Officials at the museum gave LST 325 board members a tour of its Home Front exhibit featuring the LST 325 and Evansville Shipyards where such ships were produced for the war effort as well as a preview of a new “Legacies of World War II” exhibit.

Museum Interim Director Mary Bower told the LST board about plans for signage directing visitors to a view of the ship and former shipyard location from the museum, and to highlight the ship with a display in the lobby.

Afterward, the board met in private with Winnecke and city officials to discuss what it would take to keep LST 325 in Evansville.

“We presented them with a five-year contract with an option to renew for another five-years,” Winnecke said.

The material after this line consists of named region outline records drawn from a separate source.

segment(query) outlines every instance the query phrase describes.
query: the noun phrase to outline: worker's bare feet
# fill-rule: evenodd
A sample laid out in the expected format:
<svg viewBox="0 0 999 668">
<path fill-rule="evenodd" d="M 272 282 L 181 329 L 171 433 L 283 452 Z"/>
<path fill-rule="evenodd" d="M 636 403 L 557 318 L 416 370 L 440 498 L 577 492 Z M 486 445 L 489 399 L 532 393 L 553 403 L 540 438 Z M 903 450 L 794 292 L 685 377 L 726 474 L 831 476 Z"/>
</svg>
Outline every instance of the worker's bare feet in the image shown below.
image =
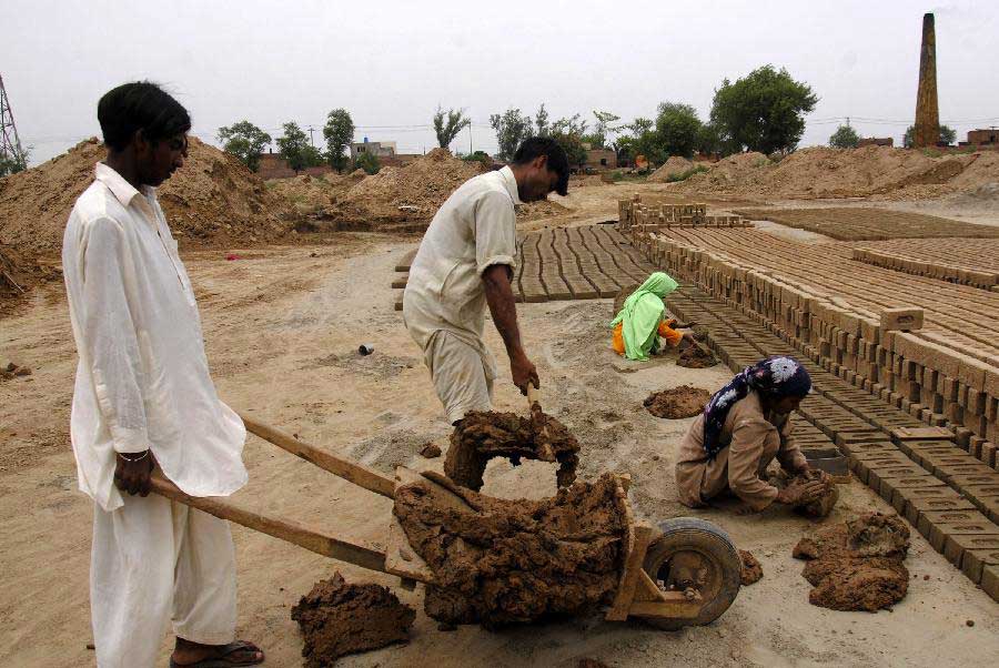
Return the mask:
<svg viewBox="0 0 999 668">
<path fill-rule="evenodd" d="M 263 652 L 253 642 L 236 640 L 229 645 L 202 645 L 176 639 L 171 668 L 221 668 L 222 666 L 255 666 L 262 664 Z"/>
</svg>

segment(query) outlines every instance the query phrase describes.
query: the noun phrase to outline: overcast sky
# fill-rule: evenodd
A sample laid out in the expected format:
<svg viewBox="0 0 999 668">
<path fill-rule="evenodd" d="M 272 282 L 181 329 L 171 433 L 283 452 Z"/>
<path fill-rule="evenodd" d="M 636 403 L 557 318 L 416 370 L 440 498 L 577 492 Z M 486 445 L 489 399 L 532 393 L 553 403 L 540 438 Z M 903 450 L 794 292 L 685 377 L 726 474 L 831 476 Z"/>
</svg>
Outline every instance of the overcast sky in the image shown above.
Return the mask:
<svg viewBox="0 0 999 668">
<path fill-rule="evenodd" d="M 773 63 L 819 103 L 801 145 L 828 142 L 844 117 L 895 136 L 915 115 L 922 13 L 936 13 L 940 119 L 966 139 L 999 125 L 999 2 L 51 2 L 3 0 L 0 74 L 21 142 L 38 164 L 99 134 L 97 101 L 130 80 L 165 84 L 218 143 L 249 119 L 271 135 L 319 130 L 343 107 L 356 139 L 435 145 L 431 117 L 461 107 L 472 145 L 492 152 L 491 113 L 551 118 L 593 110 L 653 117 L 662 101 L 707 119 L 715 88 Z M 468 132 L 452 145 L 467 151 Z"/>
</svg>

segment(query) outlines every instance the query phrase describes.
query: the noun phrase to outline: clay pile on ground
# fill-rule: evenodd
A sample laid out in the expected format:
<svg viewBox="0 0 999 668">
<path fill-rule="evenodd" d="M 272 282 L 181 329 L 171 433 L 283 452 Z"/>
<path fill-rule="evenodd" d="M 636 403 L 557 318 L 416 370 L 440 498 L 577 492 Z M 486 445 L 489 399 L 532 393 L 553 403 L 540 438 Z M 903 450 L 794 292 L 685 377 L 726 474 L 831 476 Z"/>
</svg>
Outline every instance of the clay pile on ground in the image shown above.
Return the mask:
<svg viewBox="0 0 999 668">
<path fill-rule="evenodd" d="M 739 579 L 744 587 L 747 585 L 755 585 L 763 578 L 763 566 L 760 566 L 759 560 L 753 556 L 753 553 L 740 549 L 739 564 L 741 566 Z"/>
<path fill-rule="evenodd" d="M 760 153 L 730 155 L 670 186 L 684 193 L 747 198 L 925 199 L 999 181 L 999 155 L 924 152 L 889 146 L 811 148 L 779 162 Z"/>
<path fill-rule="evenodd" d="M 544 500 L 492 498 L 424 476 L 432 479 L 396 490 L 394 512 L 434 574 L 424 599 L 433 619 L 498 628 L 613 600 L 627 519 L 610 474 Z"/>
<path fill-rule="evenodd" d="M 642 405 L 656 417 L 680 419 L 700 415 L 710 398 L 712 393 L 707 389 L 693 385 L 680 385 L 652 393 Z"/>
<path fill-rule="evenodd" d="M 316 583 L 292 608 L 306 668 L 329 668 L 344 655 L 405 642 L 415 618 L 386 587 L 349 585 L 339 573 Z"/>
<path fill-rule="evenodd" d="M 537 404 L 531 417 L 515 413 L 473 411 L 451 434 L 444 473 L 468 489 L 482 489 L 482 474 L 494 457 L 558 463 L 556 479 L 566 487 L 576 479 L 579 442 L 564 424 L 545 414 Z"/>
<path fill-rule="evenodd" d="M 876 613 L 908 591 L 908 549 L 909 529 L 898 516 L 865 513 L 801 538 L 793 554 L 808 560 L 801 575 L 814 587 L 811 605 Z"/>
<path fill-rule="evenodd" d="M 0 243 L 24 256 L 57 256 L 77 198 L 104 159 L 97 139 L 0 179 Z M 184 166 L 158 189 L 181 247 L 246 246 L 290 231 L 294 214 L 234 156 L 190 138 Z"/>
<path fill-rule="evenodd" d="M 480 162 L 465 162 L 446 149 L 434 149 L 405 166 L 385 166 L 365 178 L 326 214 L 364 223 L 430 220 L 458 185 L 481 172 Z"/>
</svg>

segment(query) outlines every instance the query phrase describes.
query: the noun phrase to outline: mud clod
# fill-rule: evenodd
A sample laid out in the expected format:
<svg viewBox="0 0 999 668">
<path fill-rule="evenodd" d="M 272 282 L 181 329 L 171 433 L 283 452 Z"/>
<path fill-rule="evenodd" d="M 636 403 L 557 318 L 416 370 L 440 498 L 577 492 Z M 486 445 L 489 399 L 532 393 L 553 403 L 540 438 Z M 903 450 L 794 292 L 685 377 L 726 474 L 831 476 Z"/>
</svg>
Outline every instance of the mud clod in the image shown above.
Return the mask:
<svg viewBox="0 0 999 668">
<path fill-rule="evenodd" d="M 426 587 L 427 616 L 498 628 L 584 614 L 613 599 L 627 520 L 610 474 L 538 502 L 492 498 L 424 476 L 396 490 L 394 512 L 436 580 Z"/>
<path fill-rule="evenodd" d="M 564 424 L 535 404 L 531 417 L 515 413 L 473 411 L 455 427 L 444 473 L 468 489 L 482 489 L 482 474 L 493 457 L 505 457 L 517 466 L 521 459 L 557 462 L 559 487 L 576 479 L 579 442 Z"/>
<path fill-rule="evenodd" d="M 763 578 L 763 566 L 759 565 L 759 561 L 751 553 L 740 549 L 739 561 L 743 566 L 739 579 L 741 579 L 744 587 L 746 585 L 755 585 Z"/>
<path fill-rule="evenodd" d="M 815 587 L 811 605 L 876 613 L 906 596 L 908 549 L 909 529 L 901 519 L 865 513 L 806 536 L 793 555 L 808 560 L 801 575 Z"/>
<path fill-rule="evenodd" d="M 680 385 L 652 393 L 642 405 L 656 417 L 679 419 L 699 415 L 710 398 L 712 393 L 707 389 L 693 385 Z"/>
<path fill-rule="evenodd" d="M 306 668 L 327 668 L 339 657 L 405 642 L 416 611 L 386 587 L 349 585 L 339 573 L 320 580 L 292 608 L 305 646 Z"/>
</svg>

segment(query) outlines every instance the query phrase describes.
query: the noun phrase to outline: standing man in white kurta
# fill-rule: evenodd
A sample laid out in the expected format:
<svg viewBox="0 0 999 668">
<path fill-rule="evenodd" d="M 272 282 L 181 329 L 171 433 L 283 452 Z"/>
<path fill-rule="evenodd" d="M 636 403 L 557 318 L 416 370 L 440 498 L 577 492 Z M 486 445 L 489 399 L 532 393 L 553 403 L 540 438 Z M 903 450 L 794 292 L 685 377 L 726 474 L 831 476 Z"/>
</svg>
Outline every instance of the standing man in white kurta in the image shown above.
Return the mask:
<svg viewBox="0 0 999 668">
<path fill-rule="evenodd" d="M 512 281 L 515 205 L 566 194 L 568 160 L 551 138 L 531 138 L 502 170 L 462 184 L 431 221 L 410 267 L 403 317 L 423 350 L 447 421 L 492 407 L 496 363 L 483 342 L 486 305 L 503 337 L 514 385 L 539 387 L 524 352 Z"/>
<path fill-rule="evenodd" d="M 191 120 L 149 82 L 108 92 L 98 119 L 108 158 L 62 246 L 80 357 L 70 433 L 80 489 L 94 500 L 98 666 L 152 668 L 171 621 L 171 667 L 260 664 L 263 652 L 234 641 L 229 523 L 149 496 L 157 466 L 191 496 L 246 482 L 246 432 L 215 393 L 191 281 L 157 202 L 155 188 L 183 165 Z"/>
</svg>

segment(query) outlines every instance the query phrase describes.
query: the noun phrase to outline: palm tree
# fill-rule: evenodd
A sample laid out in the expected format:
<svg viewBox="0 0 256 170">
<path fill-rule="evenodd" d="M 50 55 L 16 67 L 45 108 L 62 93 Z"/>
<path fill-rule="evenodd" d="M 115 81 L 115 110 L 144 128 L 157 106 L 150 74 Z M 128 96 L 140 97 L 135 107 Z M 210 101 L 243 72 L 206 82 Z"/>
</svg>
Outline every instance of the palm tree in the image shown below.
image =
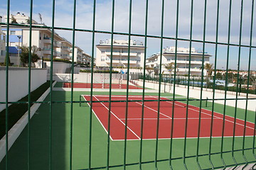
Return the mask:
<svg viewBox="0 0 256 170">
<path fill-rule="evenodd" d="M 29 62 L 29 47 L 23 45 L 20 47 L 21 50 L 21 53 L 20 55 L 21 62 L 23 64 L 23 66 L 28 66 Z M 38 55 L 36 54 L 38 51 L 38 48 L 36 45 L 33 45 L 31 47 L 31 62 L 34 63 L 36 62 L 39 60 Z"/>
<path fill-rule="evenodd" d="M 164 64 L 164 67 L 171 74 L 173 69 L 174 69 L 174 62 L 170 62 L 166 64 Z"/>
<path fill-rule="evenodd" d="M 200 68 L 201 69 L 202 67 Z M 203 69 L 206 70 L 207 74 L 206 74 L 206 86 L 208 86 L 208 83 L 209 81 L 208 79 L 211 76 L 213 71 L 213 64 L 210 63 L 206 63 Z"/>
</svg>

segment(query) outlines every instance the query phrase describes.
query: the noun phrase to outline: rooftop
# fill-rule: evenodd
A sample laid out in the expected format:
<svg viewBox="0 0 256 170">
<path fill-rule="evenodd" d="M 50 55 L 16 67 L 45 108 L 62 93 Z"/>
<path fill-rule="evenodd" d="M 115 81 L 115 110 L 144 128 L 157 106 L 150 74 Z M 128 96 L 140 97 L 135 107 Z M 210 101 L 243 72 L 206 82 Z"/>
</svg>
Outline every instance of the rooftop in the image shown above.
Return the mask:
<svg viewBox="0 0 256 170">
<path fill-rule="evenodd" d="M 111 45 L 111 39 L 106 40 L 100 40 L 100 45 Z M 114 45 L 120 45 L 120 46 L 127 46 L 129 45 L 129 40 L 113 40 Z M 132 46 L 141 46 L 144 47 L 143 42 L 139 40 L 130 40 L 130 45 Z"/>
</svg>

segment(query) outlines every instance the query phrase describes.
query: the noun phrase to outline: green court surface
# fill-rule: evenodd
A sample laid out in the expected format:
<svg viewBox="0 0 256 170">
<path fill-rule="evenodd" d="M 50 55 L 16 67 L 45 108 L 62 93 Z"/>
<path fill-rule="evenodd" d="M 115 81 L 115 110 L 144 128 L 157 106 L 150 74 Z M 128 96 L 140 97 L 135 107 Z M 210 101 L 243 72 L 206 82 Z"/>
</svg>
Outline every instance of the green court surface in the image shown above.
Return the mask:
<svg viewBox="0 0 256 170">
<path fill-rule="evenodd" d="M 53 91 L 53 101 L 70 101 L 70 91 Z M 74 101 L 79 101 L 80 95 L 90 94 L 90 92 L 74 92 Z M 108 94 L 107 92 L 95 92 L 94 94 Z M 114 95 L 125 95 L 125 93 L 112 92 Z M 129 93 L 130 95 L 142 95 L 141 93 Z M 157 94 L 146 94 L 157 96 Z M 162 94 L 161 96 L 171 96 Z M 49 96 L 45 101 L 49 101 Z M 203 101 L 205 102 L 205 101 Z M 199 101 L 190 101 L 189 104 L 199 106 Z M 42 104 L 31 121 L 30 128 L 30 168 L 31 169 L 48 169 L 49 158 L 51 157 L 52 169 L 70 169 L 70 103 L 53 104 L 52 135 L 50 132 L 50 106 L 48 103 Z M 203 104 L 205 106 L 205 104 Z M 235 108 L 227 107 L 227 115 L 234 115 Z M 208 107 L 211 110 L 211 103 Z M 89 116 L 90 107 L 80 107 L 79 103 L 73 104 L 73 140 L 72 140 L 72 169 L 87 169 L 89 164 Z M 223 113 L 223 106 L 215 104 L 215 110 Z M 237 118 L 245 119 L 245 110 L 238 109 Z M 255 113 L 247 110 L 248 121 L 255 122 Z M 107 135 L 96 117 L 92 115 L 92 167 L 105 167 L 107 166 Z M 212 138 L 210 156 L 214 167 L 223 166 L 220 157 L 221 137 Z M 233 166 L 232 158 L 233 137 L 225 137 L 223 140 L 223 157 L 227 166 Z M 244 154 L 247 162 L 255 162 L 253 156 L 253 137 L 245 138 Z M 183 166 L 184 139 L 174 139 L 172 143 L 171 164 L 174 169 L 185 169 Z M 52 151 L 50 153 L 50 142 Z M 171 140 L 159 140 L 158 144 L 157 166 L 159 169 L 169 169 Z M 127 141 L 126 164 L 127 169 L 139 169 L 140 140 Z M 242 149 L 243 137 L 235 138 L 234 149 Z M 187 139 L 186 145 L 186 163 L 188 169 L 198 169 L 196 162 L 196 149 L 198 140 Z M 111 169 L 124 169 L 124 142 L 110 140 L 110 165 L 116 166 Z M 198 162 L 202 169 L 211 169 L 209 162 L 210 138 L 201 138 L 199 140 Z M 242 151 L 233 152 L 238 164 L 245 163 Z M 9 169 L 27 169 L 28 168 L 28 128 L 26 127 L 9 150 Z M 156 140 L 142 142 L 142 169 L 155 169 Z M 5 169 L 5 159 L 0 164 L 0 169 Z"/>
</svg>

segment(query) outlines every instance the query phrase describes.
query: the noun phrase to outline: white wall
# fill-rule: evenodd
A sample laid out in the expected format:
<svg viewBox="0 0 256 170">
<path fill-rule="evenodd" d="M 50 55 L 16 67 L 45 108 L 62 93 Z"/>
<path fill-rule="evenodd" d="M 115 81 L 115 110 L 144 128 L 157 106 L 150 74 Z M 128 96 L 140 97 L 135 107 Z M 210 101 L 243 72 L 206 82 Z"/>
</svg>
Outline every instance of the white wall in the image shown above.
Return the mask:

Board members left the Mayor’s office carrying large red, white and blue gift bags.

“I think it is important to retain them. This is an important part of our fabric that needs to remain,” Winnecke said.

However, he acknowledged that Evansville has little control over where the LST can locate because of U.S. Army Corps of Engineers restrictions.

Winnecke said city officials have had “a couple meetings with Tropicana folks” during which the subject of moving the casino at Evansville to land if the Indiana General Assembly should ever approve and the governor sign into law land-based gaming. Doing so would allow them to better compete with surrounding casinos in the region.

“They like that concept. They had no problem with us offering that slip to somebody if all that happens, but it’s a domino effect,” he said.

In the meantime, city officials agreed to put into writing an offer to increase signage for the LST around town and improve the drive to its Marina Pointe dock.